Ogden Police Chief Christopher Mears took possession of Ryan’s mangled e-cig, a device about 10 inches long when assembled and intact, and made of brass and aluminum. His officers went to Ryan’s house along with fire personnel shortly after 10 p.m. ET Tuesday and helped get him to the hospital.
Mears acknowledged that he had little knowledge of the devices because he never has had a problem with them before.
Ryan, who said he had did extensive research on the device before he bought it for $350 online less than a month ago, acknowledged that he was not completely sure why it exploded but believes it was a short circuit from a faulty battery and because the model he bought came without a chip to regulate energy current and heat.
“I took in the risk-reward aspect, and I thought this would be safe. But I guess not,” Ryan said.
It’s not the first e-cig explosion and fire in the Rochester, N.Y., area, and fire officials are growing concerned.
In Gates, N.Y., a couple years ago an individual burned his hand and a piece of carpet in his home when the e-cig caught fire, Deputy Fire Chief Alan Bubel said.
“I don’t want to see these becoming a common thing,” Bubel said. “But it is happening.”
A 2014 report from the U.S. Fire Administration called Electronic Cigarette Fires and Explosions warned of the increasing dangers of exploding e-cigs. At the time, the report estimated more than 2.5 million Americans were using e-cigs, and the number was growing rapidly.
E-cigarette use among both high school and middle school students tripled in one year, increasing from 4.5% in 2013 to 13.4% in 2014 among high school students, and from 1.1% in 2013 to 3.9% in 2014 among middle school students, according to the federal Centers for Disease Control and Prevention. Youth use of e-cigarettes has now surpassed use of all other tobacco products combined, including conventional cigarettes.
The Fire Administration report acknowledged that fires and explosions from e-cigarettes are rare, and said 25 separate incidents of explosions and fire involving an e-cigarette were reported in U.S. media between 2009 and August 2014.
The explosions and fire resulted in nine injuries and no deaths:
“The shape and construction of e-cigarettes can make them more likely than other products with lithium-ion batteries to behave like ‘flaming rockets’ when a battery fails,” the report reads.
The report blamed some of the fires on users charging the small, powerful lithium-ion batteries out of accordance with the manufacturer’s instructions and using power sources not approved by the manufacturer.

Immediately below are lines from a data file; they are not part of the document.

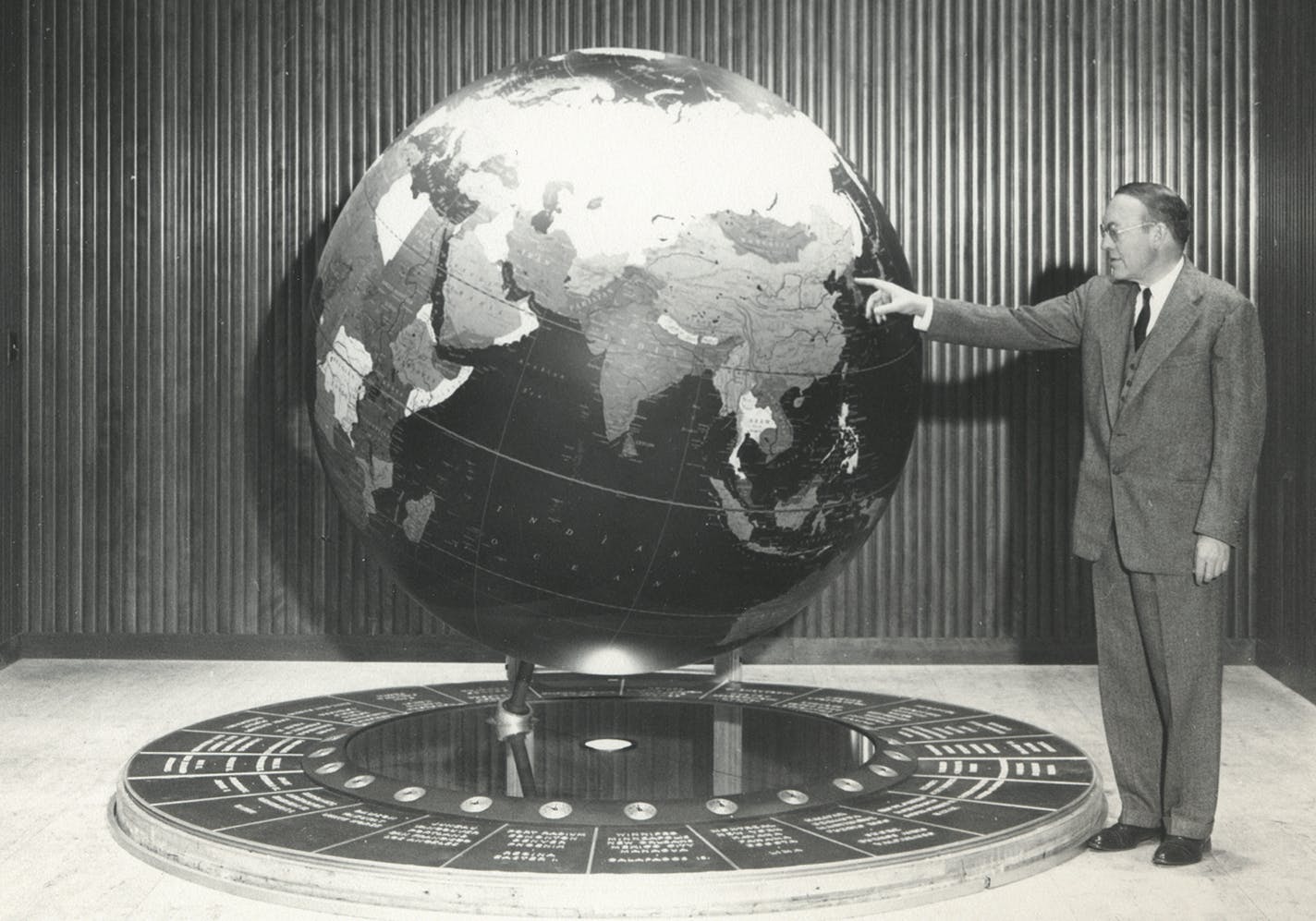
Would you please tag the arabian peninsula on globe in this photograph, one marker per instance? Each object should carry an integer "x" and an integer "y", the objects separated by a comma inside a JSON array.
[{"x": 591, "y": 372}]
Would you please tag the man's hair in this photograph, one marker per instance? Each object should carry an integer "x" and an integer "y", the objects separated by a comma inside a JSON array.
[{"x": 1164, "y": 205}]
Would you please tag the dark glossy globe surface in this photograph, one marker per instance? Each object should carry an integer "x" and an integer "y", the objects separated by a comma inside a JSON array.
[{"x": 591, "y": 372}]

Ryan said that was not the case with his e-cig.
Even though Ryan has physical injuries, he said the most lasting injury might be mental.
He acknowledged he likely won’t use e-cigs for a while. He turned to them, in part, to help wean himself off chewing tobacco.
“I’ve broken bones before playing hockey, but this is honestly one of the more traumatic experiences because it just happened out of nowhere. It was literally like a bomb going off in my hand,” he said. “I think it scared me enough to step back for a while, if not totally abandon it.”
That is just fine with his mother, who doesn’t condone the use of the e-cig, but accepts it as a safer alternative to tobacco products.
“I don’t want him doing any of this stuff,” she said.
But until Tuesday night she was more concerned about cancer and emphysema.
“This isn’t something that would have been on the radar,” Magna said. “It’s a scary things that we don’t definitely want to live through again.”